13 janeiro 2026

Concreto e Abstrato

COMPOSITORES COMO GILBERTO GIL E POETAS COMO JOÃO CABRAL DE MELO NETO MOSTRAM QUE NEM SEMPRE É FÁCIL DISTINGUIR UM SUBSTANTIVO DE OUTRO


Referindo-se a América, poema de A Rosa do Povo, de Carlos Drummond de Andrade, João Cabral de Melo Neto exaltava o que lhe parecia essencial no fazer poético: a concretização do abstrato e a abstratização do concreto. O mestre  pernambucano exemplificava sua afirmação com este trecho: "Só o primeiro cão, / em frente do homem /  cheirando o futuro". Para Cabral, "cheirar o futuro" era a exata dimensão da concretização do abstrato.

Um dia, numa das "inesquecíveis" aulas sobre as classificações do substantivo, aprendemos na escola que "concreto dá pra pegar; abstrato não dá pra pegar". E começa a confusão: Deus é concreto ou abstrato? E fada? E saci? E luz? E alma? E isso? E aquilo? E nada! Abismo. Mistério. Não foi à toa que Drummond terminou seu célebre poema Aula de Português com estas palavras: O Português são dois; o outro, mistérios." O outro Português é o da aula de Português, o da aula de Gramática.

Ao tratar do capítulo da classificação dos substantivos, os queridos colegas talvez não precisassem chegar ao ponto de citar o pensamento de Cabral, quiçá muito profundo para mentes, corações e espíritos jovens, mas poderiam fazê-lo (aos jovens) ouvir (e ler e entender) a memorável Rebento, de Gilberto Gil. Diz a canção: "Rebento, substantivo abstrato / O ato, a criação, o seu momento (...) / Rebento, tudo que nasce é rebento / Tudo que brota, que vinga, que medra / Rebento raro como flor na pedra / Rebento farto como trigo ao vento."

Pensando bem, parece que Gil segue os passos sugeridos por Cabral. Substantivo abstrato (já que designa "o ato de rebentar" - um dos valores dos abstratos é justamente o de indicar o "ato de"), "rebento" logo se concretiza ("raro como flor na pedra, "farto como trigo ao vento").

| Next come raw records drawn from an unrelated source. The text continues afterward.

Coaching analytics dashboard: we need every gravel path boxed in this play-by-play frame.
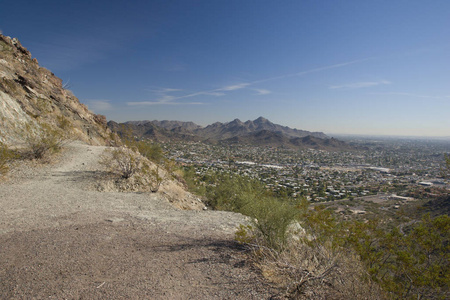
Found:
[0,143,275,299]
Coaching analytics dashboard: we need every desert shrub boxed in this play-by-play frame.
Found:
[241,196,298,251]
[136,141,165,164]
[100,147,143,179]
[347,215,450,299]
[100,146,167,193]
[21,124,68,159]
[0,142,17,175]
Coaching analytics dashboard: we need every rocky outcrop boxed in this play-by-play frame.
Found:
[0,34,110,145]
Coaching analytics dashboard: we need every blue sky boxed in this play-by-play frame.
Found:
[0,0,450,136]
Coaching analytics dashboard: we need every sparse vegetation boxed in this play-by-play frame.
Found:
[0,142,16,176]
[21,123,68,159]
[185,168,450,299]
[100,146,168,193]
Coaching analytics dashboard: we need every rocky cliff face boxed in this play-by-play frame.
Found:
[0,34,110,145]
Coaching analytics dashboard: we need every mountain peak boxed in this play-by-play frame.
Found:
[253,117,270,123]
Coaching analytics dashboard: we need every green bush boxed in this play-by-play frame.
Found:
[241,197,298,251]
[100,147,143,179]
[22,124,68,159]
[0,142,16,175]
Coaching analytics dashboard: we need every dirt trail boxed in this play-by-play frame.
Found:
[0,143,275,299]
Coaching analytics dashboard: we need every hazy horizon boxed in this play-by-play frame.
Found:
[0,0,450,137]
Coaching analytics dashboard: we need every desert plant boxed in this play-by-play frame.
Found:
[22,124,68,159]
[100,146,167,193]
[0,142,16,175]
[100,147,143,179]
[241,196,298,251]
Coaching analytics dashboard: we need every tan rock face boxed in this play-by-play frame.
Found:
[0,34,110,145]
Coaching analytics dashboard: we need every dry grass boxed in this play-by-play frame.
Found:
[237,226,386,300]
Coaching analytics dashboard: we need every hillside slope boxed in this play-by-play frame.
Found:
[0,34,109,145]
[0,143,274,299]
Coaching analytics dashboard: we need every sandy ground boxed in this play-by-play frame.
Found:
[0,143,276,299]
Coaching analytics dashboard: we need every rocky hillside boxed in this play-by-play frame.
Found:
[0,34,110,145]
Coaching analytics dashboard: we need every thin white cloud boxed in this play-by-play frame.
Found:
[127,58,373,106]
[127,101,205,106]
[202,92,226,97]
[371,92,450,99]
[330,80,391,90]
[220,83,251,91]
[85,100,113,112]
[254,89,272,96]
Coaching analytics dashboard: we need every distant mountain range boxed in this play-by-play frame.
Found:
[108,117,352,150]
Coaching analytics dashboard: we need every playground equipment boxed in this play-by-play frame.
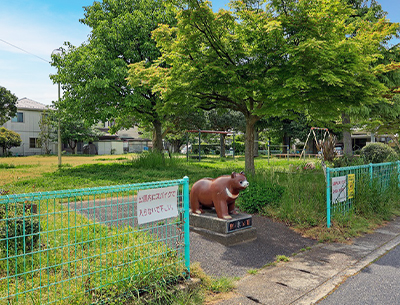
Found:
[300,127,329,160]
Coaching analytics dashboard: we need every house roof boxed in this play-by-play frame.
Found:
[17,97,48,110]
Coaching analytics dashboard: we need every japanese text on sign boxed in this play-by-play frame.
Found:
[137,185,178,224]
[332,176,347,204]
[347,174,356,199]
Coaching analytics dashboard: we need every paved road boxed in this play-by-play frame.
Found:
[190,215,317,277]
[318,242,400,305]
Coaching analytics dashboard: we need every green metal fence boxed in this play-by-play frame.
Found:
[0,177,190,304]
[326,161,400,228]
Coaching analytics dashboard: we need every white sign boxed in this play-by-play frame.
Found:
[137,185,178,225]
[332,176,347,204]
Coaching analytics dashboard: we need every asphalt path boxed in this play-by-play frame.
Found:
[190,215,316,277]
[318,242,400,305]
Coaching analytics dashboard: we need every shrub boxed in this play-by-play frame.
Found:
[360,143,398,163]
[238,181,284,214]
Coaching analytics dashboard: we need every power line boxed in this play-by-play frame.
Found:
[0,38,49,63]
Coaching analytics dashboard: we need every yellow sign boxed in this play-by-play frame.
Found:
[347,174,356,199]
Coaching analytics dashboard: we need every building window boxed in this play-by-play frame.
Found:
[11,112,24,123]
[29,138,41,148]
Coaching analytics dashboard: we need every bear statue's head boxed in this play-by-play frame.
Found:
[231,172,249,190]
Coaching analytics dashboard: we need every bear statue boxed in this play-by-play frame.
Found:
[190,172,249,219]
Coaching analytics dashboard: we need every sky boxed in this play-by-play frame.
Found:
[0,0,400,105]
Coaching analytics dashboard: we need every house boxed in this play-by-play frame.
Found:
[0,97,151,156]
[0,97,49,156]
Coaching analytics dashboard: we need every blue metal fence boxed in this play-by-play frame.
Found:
[0,177,190,304]
[326,161,400,228]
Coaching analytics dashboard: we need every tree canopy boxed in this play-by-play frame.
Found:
[52,0,175,149]
[129,0,397,172]
[0,86,18,125]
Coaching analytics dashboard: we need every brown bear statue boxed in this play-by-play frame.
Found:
[190,172,249,219]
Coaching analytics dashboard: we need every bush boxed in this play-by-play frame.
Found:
[0,204,40,256]
[360,143,398,163]
[238,181,285,214]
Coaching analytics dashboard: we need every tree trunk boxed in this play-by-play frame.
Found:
[219,133,225,158]
[152,120,163,153]
[342,112,353,157]
[389,134,400,150]
[244,115,259,174]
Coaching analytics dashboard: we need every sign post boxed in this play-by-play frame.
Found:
[137,185,178,225]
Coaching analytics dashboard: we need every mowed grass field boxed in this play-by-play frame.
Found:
[0,155,130,187]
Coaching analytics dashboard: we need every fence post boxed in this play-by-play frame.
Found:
[326,167,331,229]
[183,176,190,275]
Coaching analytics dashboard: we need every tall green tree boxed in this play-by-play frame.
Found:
[341,0,399,155]
[52,0,175,150]
[129,0,395,172]
[38,110,52,155]
[0,86,18,125]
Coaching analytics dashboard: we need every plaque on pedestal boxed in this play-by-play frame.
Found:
[189,210,257,246]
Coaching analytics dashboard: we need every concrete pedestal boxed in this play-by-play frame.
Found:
[189,210,257,246]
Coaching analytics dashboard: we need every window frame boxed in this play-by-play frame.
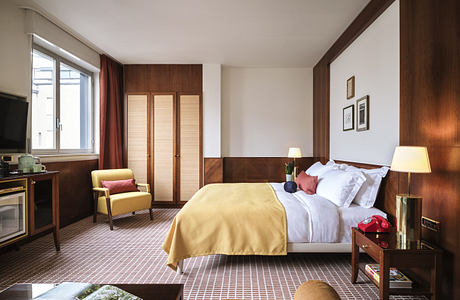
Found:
[30,43,96,155]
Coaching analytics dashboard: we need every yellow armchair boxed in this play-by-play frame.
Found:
[91,169,153,230]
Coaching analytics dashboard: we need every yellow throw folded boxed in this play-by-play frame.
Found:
[163,183,287,270]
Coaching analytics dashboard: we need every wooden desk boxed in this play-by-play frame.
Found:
[0,283,184,300]
[0,171,60,251]
[351,228,442,300]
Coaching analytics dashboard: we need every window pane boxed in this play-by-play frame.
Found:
[32,50,56,149]
[59,63,92,149]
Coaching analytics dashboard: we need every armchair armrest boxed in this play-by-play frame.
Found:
[136,183,150,193]
[93,188,110,198]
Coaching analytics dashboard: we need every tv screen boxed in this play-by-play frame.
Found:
[0,93,29,152]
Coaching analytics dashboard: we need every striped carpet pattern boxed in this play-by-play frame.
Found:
[0,209,425,299]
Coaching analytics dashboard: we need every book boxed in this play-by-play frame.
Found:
[34,282,142,300]
[365,264,412,288]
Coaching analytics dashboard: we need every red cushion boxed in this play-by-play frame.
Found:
[101,179,139,194]
[296,171,318,195]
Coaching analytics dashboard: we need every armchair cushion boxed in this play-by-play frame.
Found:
[101,179,139,195]
[97,192,152,216]
[91,169,134,187]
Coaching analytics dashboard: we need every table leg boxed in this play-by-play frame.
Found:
[379,252,390,300]
[351,230,359,283]
[430,253,442,300]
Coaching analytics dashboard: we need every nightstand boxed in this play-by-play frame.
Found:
[351,227,442,299]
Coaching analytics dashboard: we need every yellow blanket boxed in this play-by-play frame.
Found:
[163,183,287,270]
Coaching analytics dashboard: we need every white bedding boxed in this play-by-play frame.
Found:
[270,183,386,243]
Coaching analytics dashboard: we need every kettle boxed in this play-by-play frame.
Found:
[18,154,40,173]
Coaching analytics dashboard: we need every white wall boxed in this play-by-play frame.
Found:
[203,64,221,157]
[330,1,399,165]
[222,67,313,157]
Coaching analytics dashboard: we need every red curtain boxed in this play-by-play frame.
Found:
[99,55,123,169]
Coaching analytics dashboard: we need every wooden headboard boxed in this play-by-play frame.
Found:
[334,160,399,222]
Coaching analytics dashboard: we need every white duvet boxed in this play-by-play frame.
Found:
[270,183,386,243]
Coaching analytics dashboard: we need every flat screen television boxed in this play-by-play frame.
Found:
[0,92,29,153]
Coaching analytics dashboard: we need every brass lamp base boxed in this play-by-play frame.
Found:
[396,195,422,243]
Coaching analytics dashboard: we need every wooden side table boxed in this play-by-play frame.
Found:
[351,227,442,299]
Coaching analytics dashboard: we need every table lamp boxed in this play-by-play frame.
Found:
[391,146,431,242]
[288,147,302,181]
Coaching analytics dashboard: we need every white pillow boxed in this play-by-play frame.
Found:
[316,169,366,207]
[305,160,334,178]
[345,166,389,208]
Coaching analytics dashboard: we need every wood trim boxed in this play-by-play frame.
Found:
[203,157,224,185]
[223,157,313,182]
[313,0,394,163]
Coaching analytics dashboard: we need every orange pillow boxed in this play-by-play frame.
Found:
[296,171,318,195]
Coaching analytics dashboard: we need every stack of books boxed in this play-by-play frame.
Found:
[33,282,142,300]
[366,264,412,288]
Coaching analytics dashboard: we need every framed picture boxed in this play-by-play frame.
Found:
[343,104,355,131]
[356,95,369,131]
[347,76,355,99]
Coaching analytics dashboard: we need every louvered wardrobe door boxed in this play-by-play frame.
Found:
[178,95,201,202]
[152,95,176,202]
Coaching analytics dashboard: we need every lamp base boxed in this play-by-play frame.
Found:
[396,195,422,243]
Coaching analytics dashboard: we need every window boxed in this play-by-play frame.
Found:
[32,45,94,154]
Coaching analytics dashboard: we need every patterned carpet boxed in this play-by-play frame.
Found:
[0,209,425,299]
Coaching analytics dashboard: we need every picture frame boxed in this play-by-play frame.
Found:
[342,104,355,131]
[356,95,369,131]
[347,76,355,99]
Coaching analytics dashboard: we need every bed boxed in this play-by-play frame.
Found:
[163,162,387,273]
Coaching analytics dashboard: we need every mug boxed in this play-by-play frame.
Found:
[33,164,46,173]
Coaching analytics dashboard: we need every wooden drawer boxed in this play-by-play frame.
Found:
[356,234,380,261]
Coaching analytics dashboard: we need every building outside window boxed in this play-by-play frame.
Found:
[32,45,94,154]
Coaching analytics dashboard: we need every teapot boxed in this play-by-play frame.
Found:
[18,154,40,173]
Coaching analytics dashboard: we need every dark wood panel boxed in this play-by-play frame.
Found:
[400,0,460,299]
[224,157,313,182]
[204,157,224,185]
[124,64,203,94]
[313,0,394,163]
[44,159,98,227]
[313,59,330,163]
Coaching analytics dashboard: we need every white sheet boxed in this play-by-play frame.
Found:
[270,183,386,243]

Como se vê, é difícil, quase impossível separar o abstrato do concreto.

Definido como "palavra com que se nomeia uma ação, qualidade, estado ou sentimento dos seres, dos quais se pode separar e sem os quais não poderia existir", o substantivo abstrato passa a concreto num piscar de olhos, como na canção de Gil. Por ser "o ato de rebentar", "rebento" se define como abstrato, mas concretiza-se quando "brota", "vinga", "medra", nas palavras de Gil. "Medra", por sinal, não significa "tem medo". Significa "cresce", "avança".

Se recorrermos à etimologia, constataremos que a palavra "abstrato" é da família de "abstrair", que vem do latim abstrabere e significa "separar", "arrancar", "desatar", "desligar", "afastar-se", "separar-se". De fato, o primeiro significado que os dicionários dão para "abstrair" é "separar", o que confirma a definição de abstrato do parágrafo anterior e torna compreensível o significado filosófico de abstrair e de abstração.

A letra da canção de Gil caminha e consolida o pensamento de Cabral: "Outras vezes Rebento simplesmente / No presente do indicativo / Como a corrente de um cão furioso / Como as mãos de um lavrador ativo (...) / Rebento, a reação imediata / A cada sensação de abatimento / Rebento, o coração dizendo 'bata' / A cada bofetão do sofrimento." O tiro certeiro de Gil se dá justamente na passagem do substantivo para a primeira pessoa do singular do presente do indicativo, o que explica quão tênue é a linha que separa o concreto do abstrato.

Alguém ainda se habilita a dizer que "concreto dá pra pegar, abstrato não dá pra pegar"?


Texto de Pasquale Cipro Neto, retirado da Revista Língua Portuguesa, Ano 1, Número 1 Editora Segmento, São Paulo, 2005.